Я выбрался из прибоя, мотаясь под ударами как пьяный, и опустился на подломившиеся руки. И тут мне так шибануло в нос морем, что я лишь чудом не вытравил. Перед носом у меня лежал дохлый бычок. Так вот что такое запах моря – это тухлая рыба и гниющие водоросли. Поэзия оказалась гомеопатической дозой гадости.
Бычок – что бычок! Третьего дня он тучами выбрасывался на берег, громоздя трепещущий метровый бруствер, – народ на грузовиках съезжался, греб при свете фар сверкающие сокровища, – главное предательство совершило мое собственное (якобы) тело: если я нахожусь во власти неведомого и даже несуществующего самодура – охоту заплывать это у меня отбило: скотство старалось пометить каждый угол, который я любил.
Бетпак-Дала, Амур, Вычегда – хорошенько тоска пробрала меня на
Белом мо… Тоска!.. К чему красивые слова – все это только разновидности страха. И страх неясного и далекого надежней всего вышибается страхом отчетливого и близкого: несколько шагов по барьеру на крыше нашей девятиэтажки снимали самый жуткий душевный спазм на целых полчаса.

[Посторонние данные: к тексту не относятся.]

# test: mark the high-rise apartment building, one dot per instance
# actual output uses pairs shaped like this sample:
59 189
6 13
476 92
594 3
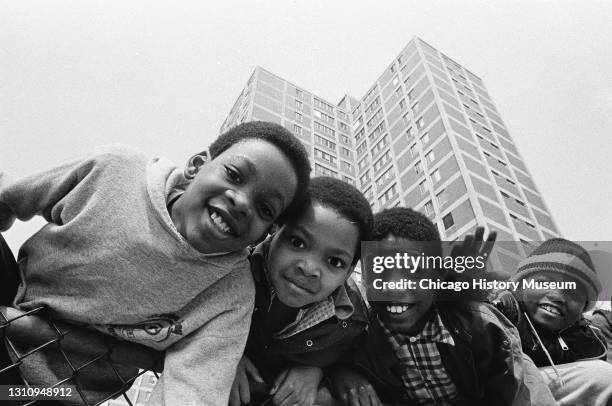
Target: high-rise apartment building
425 135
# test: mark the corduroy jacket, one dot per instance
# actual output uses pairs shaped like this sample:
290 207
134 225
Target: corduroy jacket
603 320
486 363
580 341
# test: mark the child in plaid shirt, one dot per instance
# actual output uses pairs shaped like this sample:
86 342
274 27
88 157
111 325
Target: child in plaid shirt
423 352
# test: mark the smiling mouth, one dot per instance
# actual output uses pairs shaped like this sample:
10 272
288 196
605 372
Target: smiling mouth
399 308
298 286
552 309
220 223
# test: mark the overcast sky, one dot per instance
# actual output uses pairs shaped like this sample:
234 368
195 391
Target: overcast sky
162 76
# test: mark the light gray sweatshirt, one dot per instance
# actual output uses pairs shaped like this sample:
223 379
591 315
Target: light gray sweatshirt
110 258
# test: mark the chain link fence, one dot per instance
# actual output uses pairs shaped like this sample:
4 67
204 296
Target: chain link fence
26 335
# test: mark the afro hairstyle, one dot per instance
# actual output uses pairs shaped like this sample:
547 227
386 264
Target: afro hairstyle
347 201
282 139
404 222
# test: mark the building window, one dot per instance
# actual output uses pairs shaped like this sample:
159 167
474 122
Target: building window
361 148
359 135
389 194
382 179
346 166
345 152
386 158
435 175
365 178
321 170
325 156
442 198
423 187
448 221
417 168
413 151
325 142
384 141
348 180
429 208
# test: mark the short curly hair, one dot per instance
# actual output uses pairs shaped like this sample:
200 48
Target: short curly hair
347 201
404 222
281 138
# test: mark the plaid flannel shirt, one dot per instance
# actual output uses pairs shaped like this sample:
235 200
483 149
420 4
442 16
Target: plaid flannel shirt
424 376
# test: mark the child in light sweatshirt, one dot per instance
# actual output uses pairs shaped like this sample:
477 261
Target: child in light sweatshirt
147 252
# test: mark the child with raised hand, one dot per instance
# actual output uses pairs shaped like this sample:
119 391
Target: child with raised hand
307 309
420 351
147 252
569 350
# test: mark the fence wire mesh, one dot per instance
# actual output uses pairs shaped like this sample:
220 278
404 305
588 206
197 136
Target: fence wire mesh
37 329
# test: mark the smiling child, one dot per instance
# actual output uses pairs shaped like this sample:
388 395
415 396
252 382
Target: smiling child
147 252
553 330
307 310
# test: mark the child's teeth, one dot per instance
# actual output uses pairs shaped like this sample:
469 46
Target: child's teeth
218 220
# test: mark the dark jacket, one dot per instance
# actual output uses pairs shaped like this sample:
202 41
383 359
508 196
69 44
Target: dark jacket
320 345
580 341
603 320
485 364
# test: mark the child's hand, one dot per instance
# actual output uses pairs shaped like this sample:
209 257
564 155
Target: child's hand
241 389
297 385
354 389
475 245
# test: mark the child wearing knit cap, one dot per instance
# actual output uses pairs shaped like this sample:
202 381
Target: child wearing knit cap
551 323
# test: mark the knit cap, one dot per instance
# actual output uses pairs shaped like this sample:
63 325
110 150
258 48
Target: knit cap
566 257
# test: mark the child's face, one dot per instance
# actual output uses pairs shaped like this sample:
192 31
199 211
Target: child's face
311 257
405 309
554 309
235 198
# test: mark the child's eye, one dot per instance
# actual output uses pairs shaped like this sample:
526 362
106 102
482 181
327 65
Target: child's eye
233 175
297 242
267 211
336 262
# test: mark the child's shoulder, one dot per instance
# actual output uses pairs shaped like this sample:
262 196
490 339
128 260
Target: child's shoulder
117 153
475 318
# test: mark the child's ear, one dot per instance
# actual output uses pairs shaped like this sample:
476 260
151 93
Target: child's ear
271 230
194 163
350 271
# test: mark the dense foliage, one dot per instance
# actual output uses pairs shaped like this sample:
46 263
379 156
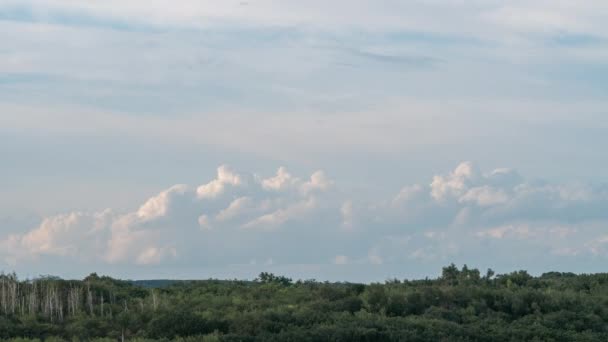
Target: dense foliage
460 305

Насмотревшись на самоубийц, с которыми я возился несколько лет, я понял: ты здоров, покуда у тебя хватает сил симулировать душевное здоровье. Поэтому поворотным можно считать тот миг, когда я не просто потерпел очередное поражение в очередной схватке с материей, но открыто дезертировал со свободно предпринятого марш-броска.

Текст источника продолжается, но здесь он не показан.